2.1. Patient Characteristics and Clinical Outcomes

35 total patients were analyzed retrospectively, who had been treated with haploidentical hematopoietic stem cell transplantation (HSCT) and post-transplant cyclophosphamide (PTCy). Two conditioning methods were used (n=19 myeloablating, n=16 reduced intensity) and PTCy was administered on post-transplant days 3 and 4 (Figure S1). Four patients developed autoimmune limbic encephalitis (LE) based on the diagnostic criteria proposed by Graus et al. (2017) [23]. Specifically, four patients developed subacute progression of seizures with epileptic or slow-wave activity observed on EEG and high signal intensity in bilateral medial temporal lobes on T2-weighted fluid-attenuated inversion recovery (FLAIR) MRI images (Figure 1A). There was no patient with seizure in the non-LE group. Median time to diagnosis was 25 days following haploidentical HSCT, and patients who developed LE displayed significantly shorter survival than those that did not (median OS, 1.5 months in LE vs. 11.0 months in non-ILE patients, p=0.001, Figure 1B).
Demographic and donor characteristics of patients diagnosed with and without LE are listed in Table 1, with additional clinical findings in LE patients in Table 2. Patient age, disease status, conditioning regimen, donor age and gender, stem cell dose, and infused CD3+ cell dose did not significantly differ between groups. However, patients with LE had a significant higher grade of cytokine release syndrome (CRS) [median (range); 2 (2-3) vs. 1 (0-1), p = 0.004] and hepatic veno-occlusive disease [2 (50%) vs. 3 (9.7%), p=0.030] than those without. In addition, all LE patients suffered from grade 3 to 4 acute GVHD at time of LE diagnosis and were treated with methyl-prednisolone.
Consistent with previous reports, our patients presented with fever of unknown origin (>38.0°C) within the first few days following PBSC transplant (Figure 2A) [24,25]. Non-LE patients had a median Tmax of 38.5°C that spontaneously resolved by post-transplant day 5. LE patients, however, had a significantly higher median Tmax of 39.6°C (p = 0.007) that tended to last up to post-transplant day 6, with fever recurrence on day 12-18. As a marker of inflammation, plasma C-reactive protein (CRP) levels were obtained before transplant (BT), on day of PTCy (post-transplant day 3), immediately following PTCy (post-transplant day 5), and on post-transplant day 21. While CRP levels were elevated in both groups on post-transplant days 3 and 5 relative to baseline, levels were significantly higher in LE than in non-LE patients ([median (range)] 2.29 (0.1-11.8) vs. 13.52 (11.5-15.2) at day 3, p=0.0001, 4.76 (0.1-16.8) vs. 14.02 (12.2-15.2) at day 5, p=0.0001) (Figure 2B)

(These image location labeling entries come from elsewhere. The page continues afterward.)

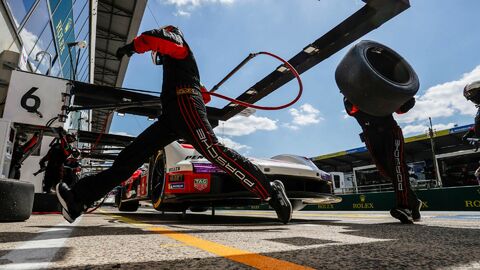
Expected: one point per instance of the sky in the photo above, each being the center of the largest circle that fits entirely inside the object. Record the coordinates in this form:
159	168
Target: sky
439	38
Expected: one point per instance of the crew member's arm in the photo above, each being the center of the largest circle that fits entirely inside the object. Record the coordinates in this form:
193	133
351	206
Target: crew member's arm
166	41
476	127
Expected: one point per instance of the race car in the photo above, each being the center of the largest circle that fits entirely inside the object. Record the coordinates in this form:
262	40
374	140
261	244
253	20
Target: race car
179	178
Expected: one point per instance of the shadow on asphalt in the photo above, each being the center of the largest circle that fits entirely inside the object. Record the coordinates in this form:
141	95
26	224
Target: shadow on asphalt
399	246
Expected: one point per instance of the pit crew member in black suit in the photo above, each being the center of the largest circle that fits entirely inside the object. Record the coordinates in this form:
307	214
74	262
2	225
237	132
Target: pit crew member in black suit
183	116
384	140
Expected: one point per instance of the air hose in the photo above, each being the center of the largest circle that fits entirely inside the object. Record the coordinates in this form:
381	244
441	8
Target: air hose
239	102
245	104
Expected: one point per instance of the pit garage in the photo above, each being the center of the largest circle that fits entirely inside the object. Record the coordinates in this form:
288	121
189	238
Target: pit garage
227	239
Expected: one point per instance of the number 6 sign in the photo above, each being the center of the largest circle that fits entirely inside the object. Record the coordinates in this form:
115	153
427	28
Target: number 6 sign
33	99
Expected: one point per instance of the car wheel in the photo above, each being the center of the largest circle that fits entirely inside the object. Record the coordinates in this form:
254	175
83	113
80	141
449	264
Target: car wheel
375	78
157	178
127	206
198	209
16	200
297	205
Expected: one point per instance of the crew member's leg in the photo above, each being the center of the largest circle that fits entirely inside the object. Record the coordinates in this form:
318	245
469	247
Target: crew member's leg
197	130
386	148
47	180
386	145
93	187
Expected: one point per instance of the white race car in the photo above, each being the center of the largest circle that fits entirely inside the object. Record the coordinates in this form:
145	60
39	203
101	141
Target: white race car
179	178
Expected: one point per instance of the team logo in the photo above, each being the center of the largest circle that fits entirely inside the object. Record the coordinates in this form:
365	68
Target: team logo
177	186
200	183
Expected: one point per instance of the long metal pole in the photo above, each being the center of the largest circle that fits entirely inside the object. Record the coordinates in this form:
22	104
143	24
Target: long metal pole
434	156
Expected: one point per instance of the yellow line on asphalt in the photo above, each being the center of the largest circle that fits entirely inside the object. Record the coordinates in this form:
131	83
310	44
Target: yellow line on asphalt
304	214
241	256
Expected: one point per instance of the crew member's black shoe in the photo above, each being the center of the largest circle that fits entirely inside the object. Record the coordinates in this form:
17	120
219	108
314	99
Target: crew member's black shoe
416	210
402	214
280	202
70	208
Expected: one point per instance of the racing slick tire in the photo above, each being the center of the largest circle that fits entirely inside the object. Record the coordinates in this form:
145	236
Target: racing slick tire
157	178
198	209
375	78
16	200
125	206
128	206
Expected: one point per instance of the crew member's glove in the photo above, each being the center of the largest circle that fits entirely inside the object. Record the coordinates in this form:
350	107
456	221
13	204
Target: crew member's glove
127	50
349	107
468	134
205	96
406	106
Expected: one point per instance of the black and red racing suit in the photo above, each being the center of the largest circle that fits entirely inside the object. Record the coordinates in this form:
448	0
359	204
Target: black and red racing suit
53	162
384	140
473	132
183	116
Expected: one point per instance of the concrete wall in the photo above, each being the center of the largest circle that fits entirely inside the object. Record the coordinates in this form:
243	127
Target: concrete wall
8	40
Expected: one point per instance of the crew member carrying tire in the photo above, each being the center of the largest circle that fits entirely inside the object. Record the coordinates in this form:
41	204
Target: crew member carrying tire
471	92
377	82
53	162
183	116
21	150
72	168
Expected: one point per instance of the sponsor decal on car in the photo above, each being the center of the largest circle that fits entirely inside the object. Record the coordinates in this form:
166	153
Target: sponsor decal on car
200	183
175	178
177	186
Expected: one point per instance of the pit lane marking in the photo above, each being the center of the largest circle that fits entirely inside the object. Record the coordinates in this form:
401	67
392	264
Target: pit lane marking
241	256
38	252
343	215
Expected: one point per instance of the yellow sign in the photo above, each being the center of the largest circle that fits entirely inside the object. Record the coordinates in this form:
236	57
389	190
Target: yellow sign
472	203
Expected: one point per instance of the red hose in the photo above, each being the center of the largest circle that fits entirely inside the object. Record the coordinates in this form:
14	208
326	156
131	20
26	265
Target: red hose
268	108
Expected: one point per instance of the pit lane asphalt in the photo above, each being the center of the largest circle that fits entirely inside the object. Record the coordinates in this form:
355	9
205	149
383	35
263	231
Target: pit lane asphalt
231	239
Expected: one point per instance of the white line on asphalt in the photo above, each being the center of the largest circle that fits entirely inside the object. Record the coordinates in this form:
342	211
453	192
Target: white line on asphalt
38	252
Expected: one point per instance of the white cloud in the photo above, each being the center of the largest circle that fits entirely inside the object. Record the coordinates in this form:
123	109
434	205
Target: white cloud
306	115
240	125
184	7
418	129
122	133
183	13
196	3
234	145
443	100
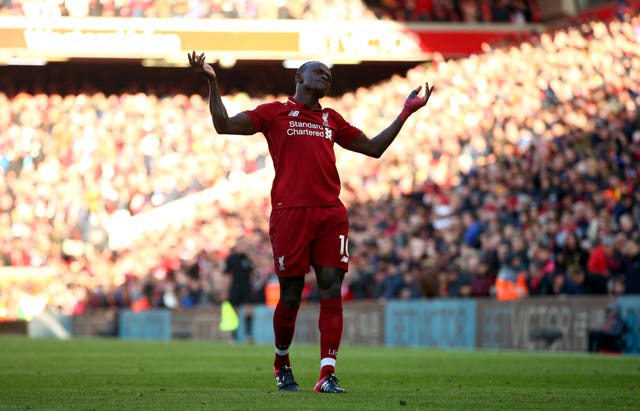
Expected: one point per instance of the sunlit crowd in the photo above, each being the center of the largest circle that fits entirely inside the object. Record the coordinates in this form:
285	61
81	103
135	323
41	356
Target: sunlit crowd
521	178
464	11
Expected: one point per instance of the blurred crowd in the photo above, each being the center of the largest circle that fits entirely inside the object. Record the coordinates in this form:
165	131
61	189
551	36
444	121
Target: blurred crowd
468	11
522	179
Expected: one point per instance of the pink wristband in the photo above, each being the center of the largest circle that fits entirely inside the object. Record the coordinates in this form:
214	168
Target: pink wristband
404	114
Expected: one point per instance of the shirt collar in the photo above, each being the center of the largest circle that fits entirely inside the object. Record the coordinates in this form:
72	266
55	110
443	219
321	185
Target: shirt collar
302	105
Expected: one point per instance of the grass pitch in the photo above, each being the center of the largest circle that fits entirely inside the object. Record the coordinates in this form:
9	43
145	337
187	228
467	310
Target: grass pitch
101	374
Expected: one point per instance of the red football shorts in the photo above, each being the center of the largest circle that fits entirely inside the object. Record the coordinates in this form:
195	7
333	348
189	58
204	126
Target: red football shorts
303	237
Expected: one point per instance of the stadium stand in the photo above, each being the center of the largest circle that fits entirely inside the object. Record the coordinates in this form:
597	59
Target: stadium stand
525	147
468	11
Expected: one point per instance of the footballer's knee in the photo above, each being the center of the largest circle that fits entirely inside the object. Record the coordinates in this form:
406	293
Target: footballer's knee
291	291
329	282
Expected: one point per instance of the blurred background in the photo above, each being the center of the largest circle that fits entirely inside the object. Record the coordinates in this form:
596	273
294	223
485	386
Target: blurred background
520	179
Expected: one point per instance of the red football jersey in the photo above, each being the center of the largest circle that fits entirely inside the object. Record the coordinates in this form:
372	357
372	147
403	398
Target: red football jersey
301	146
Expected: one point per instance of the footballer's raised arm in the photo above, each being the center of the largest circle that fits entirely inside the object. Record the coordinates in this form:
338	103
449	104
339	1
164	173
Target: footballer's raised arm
377	145
238	124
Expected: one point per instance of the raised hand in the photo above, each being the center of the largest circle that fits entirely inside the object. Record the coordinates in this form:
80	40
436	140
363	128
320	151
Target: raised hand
415	102
200	66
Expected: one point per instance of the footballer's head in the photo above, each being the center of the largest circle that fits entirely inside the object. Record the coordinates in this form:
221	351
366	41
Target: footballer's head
314	76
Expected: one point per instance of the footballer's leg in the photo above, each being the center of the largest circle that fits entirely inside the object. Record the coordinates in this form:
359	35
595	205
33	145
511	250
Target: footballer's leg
330	323
284	321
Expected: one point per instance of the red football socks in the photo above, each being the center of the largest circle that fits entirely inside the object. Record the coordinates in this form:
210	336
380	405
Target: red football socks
284	322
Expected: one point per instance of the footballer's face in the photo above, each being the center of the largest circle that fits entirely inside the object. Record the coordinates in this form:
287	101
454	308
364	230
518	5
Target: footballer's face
315	76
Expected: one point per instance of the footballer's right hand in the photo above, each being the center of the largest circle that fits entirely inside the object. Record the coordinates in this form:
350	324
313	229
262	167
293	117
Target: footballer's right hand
200	66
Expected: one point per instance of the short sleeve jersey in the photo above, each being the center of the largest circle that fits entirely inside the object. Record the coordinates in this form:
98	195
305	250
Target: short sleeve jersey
301	145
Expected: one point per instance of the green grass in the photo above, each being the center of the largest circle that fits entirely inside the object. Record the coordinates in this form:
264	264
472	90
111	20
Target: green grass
94	374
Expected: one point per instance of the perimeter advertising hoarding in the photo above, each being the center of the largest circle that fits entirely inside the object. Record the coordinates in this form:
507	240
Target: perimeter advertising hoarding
170	39
513	324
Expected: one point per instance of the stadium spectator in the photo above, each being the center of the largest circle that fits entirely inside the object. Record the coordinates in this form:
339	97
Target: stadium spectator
469	11
308	224
539	158
239	269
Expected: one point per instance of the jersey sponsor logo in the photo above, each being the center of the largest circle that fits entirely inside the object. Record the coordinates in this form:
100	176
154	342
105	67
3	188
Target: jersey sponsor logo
306	128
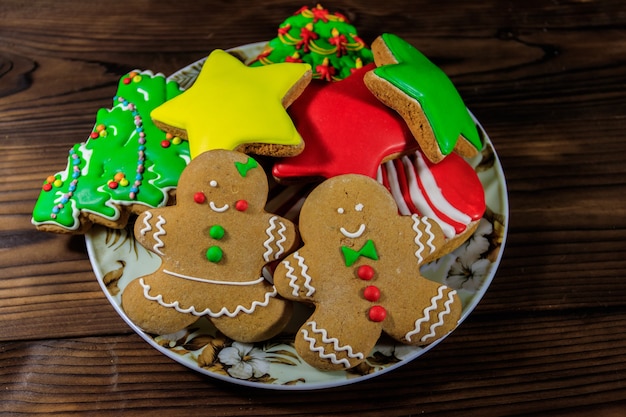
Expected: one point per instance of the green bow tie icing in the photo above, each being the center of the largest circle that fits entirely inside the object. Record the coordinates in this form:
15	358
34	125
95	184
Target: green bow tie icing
243	168
420	79
368	250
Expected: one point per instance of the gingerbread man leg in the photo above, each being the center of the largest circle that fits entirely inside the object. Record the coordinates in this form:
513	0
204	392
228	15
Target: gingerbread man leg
267	320
429	311
342	348
149	315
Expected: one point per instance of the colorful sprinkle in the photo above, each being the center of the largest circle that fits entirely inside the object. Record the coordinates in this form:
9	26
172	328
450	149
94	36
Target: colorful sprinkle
241	205
216	232
199	197
371	293
365	272
377	313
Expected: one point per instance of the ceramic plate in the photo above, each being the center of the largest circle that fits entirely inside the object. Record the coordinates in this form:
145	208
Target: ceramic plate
117	259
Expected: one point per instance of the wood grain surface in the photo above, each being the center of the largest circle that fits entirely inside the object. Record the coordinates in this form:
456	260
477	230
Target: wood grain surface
546	79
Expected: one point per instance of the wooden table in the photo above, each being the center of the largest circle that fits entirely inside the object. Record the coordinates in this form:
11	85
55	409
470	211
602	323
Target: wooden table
547	81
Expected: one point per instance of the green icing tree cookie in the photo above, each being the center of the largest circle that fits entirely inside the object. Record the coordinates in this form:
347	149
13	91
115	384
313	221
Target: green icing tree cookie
126	165
324	40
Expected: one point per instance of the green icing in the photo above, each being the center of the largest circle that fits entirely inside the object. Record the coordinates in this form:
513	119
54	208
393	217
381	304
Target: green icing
352	54
84	185
415	75
244	167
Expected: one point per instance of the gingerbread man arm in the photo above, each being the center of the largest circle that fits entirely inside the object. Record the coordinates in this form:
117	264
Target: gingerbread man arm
280	238
428	239
149	230
293	279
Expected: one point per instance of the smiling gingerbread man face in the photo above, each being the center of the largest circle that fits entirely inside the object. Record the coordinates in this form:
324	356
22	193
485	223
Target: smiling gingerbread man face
359	266
213	244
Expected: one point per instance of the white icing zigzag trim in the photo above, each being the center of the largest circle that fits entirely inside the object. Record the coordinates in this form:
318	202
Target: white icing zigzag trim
428	310
146	222
293	278
158	234
418	237
329	340
270	238
207	312
440	316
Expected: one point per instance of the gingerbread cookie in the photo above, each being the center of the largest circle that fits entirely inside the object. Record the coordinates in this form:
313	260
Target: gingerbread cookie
214	244
234	107
346	130
326	41
360	267
125	166
424	96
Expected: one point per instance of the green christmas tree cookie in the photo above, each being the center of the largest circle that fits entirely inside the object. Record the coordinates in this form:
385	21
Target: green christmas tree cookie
126	165
324	40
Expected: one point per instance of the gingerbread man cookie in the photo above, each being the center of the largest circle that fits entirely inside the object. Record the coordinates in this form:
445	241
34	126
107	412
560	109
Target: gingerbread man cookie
359	266
214	244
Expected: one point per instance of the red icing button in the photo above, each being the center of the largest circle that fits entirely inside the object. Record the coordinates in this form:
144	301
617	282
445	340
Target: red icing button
241	205
371	293
377	313
199	197
365	272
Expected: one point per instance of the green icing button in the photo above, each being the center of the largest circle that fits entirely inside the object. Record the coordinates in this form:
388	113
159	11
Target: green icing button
214	254
216	232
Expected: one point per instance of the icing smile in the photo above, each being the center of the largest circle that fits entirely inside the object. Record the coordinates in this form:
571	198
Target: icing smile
353	235
217	209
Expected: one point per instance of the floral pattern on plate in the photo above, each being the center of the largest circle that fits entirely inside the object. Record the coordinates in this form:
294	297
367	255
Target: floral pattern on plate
117	259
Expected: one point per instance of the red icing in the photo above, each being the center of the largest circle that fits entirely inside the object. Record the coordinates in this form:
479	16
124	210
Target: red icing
365	272
346	130
459	185
377	313
199	197
458	182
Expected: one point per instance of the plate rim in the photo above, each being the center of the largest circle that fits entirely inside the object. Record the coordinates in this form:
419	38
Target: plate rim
467	310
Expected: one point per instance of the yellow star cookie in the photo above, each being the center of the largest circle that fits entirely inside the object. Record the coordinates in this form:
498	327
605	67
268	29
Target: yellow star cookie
234	107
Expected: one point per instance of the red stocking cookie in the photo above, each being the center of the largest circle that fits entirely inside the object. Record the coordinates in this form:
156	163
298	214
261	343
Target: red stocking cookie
213	244
359	266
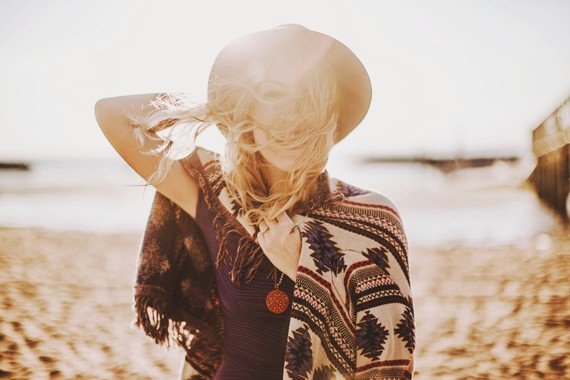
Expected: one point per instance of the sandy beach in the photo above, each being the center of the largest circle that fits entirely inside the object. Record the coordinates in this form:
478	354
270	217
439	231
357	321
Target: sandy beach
482	313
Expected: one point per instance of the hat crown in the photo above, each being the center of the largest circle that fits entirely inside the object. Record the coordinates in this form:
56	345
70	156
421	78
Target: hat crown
285	54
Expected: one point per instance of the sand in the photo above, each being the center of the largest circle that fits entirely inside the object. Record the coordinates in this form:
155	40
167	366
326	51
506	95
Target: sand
481	313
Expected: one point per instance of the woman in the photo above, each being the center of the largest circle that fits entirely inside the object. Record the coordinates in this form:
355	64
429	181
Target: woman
257	263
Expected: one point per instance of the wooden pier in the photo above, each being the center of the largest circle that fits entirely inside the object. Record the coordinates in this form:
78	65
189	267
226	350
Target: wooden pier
551	146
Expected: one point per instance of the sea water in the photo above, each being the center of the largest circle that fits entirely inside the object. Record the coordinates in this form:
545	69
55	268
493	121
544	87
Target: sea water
474	206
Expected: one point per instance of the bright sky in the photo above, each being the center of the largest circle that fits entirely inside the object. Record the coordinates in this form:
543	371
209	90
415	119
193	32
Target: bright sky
448	76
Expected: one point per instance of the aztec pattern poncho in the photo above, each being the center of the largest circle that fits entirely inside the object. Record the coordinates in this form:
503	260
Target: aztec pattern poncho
351	315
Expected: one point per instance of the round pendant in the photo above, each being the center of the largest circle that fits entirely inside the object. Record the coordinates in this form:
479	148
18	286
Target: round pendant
277	301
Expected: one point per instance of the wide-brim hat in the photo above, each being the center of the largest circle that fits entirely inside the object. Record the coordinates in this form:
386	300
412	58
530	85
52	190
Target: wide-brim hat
289	51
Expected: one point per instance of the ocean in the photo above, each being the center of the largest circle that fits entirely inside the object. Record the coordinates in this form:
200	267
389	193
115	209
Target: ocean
485	206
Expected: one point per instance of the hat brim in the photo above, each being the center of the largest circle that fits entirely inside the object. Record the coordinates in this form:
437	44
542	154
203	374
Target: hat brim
303	49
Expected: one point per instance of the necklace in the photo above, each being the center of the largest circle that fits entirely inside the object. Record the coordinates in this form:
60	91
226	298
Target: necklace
277	300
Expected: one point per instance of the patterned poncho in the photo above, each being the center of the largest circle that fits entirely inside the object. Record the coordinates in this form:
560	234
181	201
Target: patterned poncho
351	314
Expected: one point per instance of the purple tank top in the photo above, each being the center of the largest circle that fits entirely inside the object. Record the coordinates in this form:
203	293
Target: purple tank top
254	337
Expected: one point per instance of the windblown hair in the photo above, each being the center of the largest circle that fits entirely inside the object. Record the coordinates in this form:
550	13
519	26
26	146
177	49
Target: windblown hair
305	120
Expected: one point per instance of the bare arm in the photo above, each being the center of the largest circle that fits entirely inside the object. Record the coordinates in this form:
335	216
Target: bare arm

2.2. Pro-Inflammatory Cytokine Levels between LE and Non-LE Patients

Given clinical evidence of systemic inflammation in the absence of infection, we hypothesized that the fever was likely a cytokine-mediated phenomenon similar to cytokine release syndrome (CRS) and examined plasma levels of pro-inflammatory cytokines IL-6, TNF-α, and IFN-γ (Figure 3). Samples were obtained from 10 non-LE and 3 LE patients before transplant (BT) and post-transplant days 3, 5, and 21. IFN-γ levels were markedly elevated in LE vs non-LE patients on post-transplant days 3 (p = 0.0093) and 5 (p = 0.0084), which normalized by day 21. Similarly, TNF-α levels were significantly higher in LE patients on days 3 (p = 0.0205) and 5 (p = 0.0310) compared to non-LE patients. Interestingly, LE patients showed significantly elevated IL-6 not only on days 3 (p < 0.001) and 5 (p < 0.001), but also at baseline (p < 0.001) compared to non-LE patients. Non-LE patients also had a notable increase in IL-6 levels from baseline to day 3, which normalized by day 5.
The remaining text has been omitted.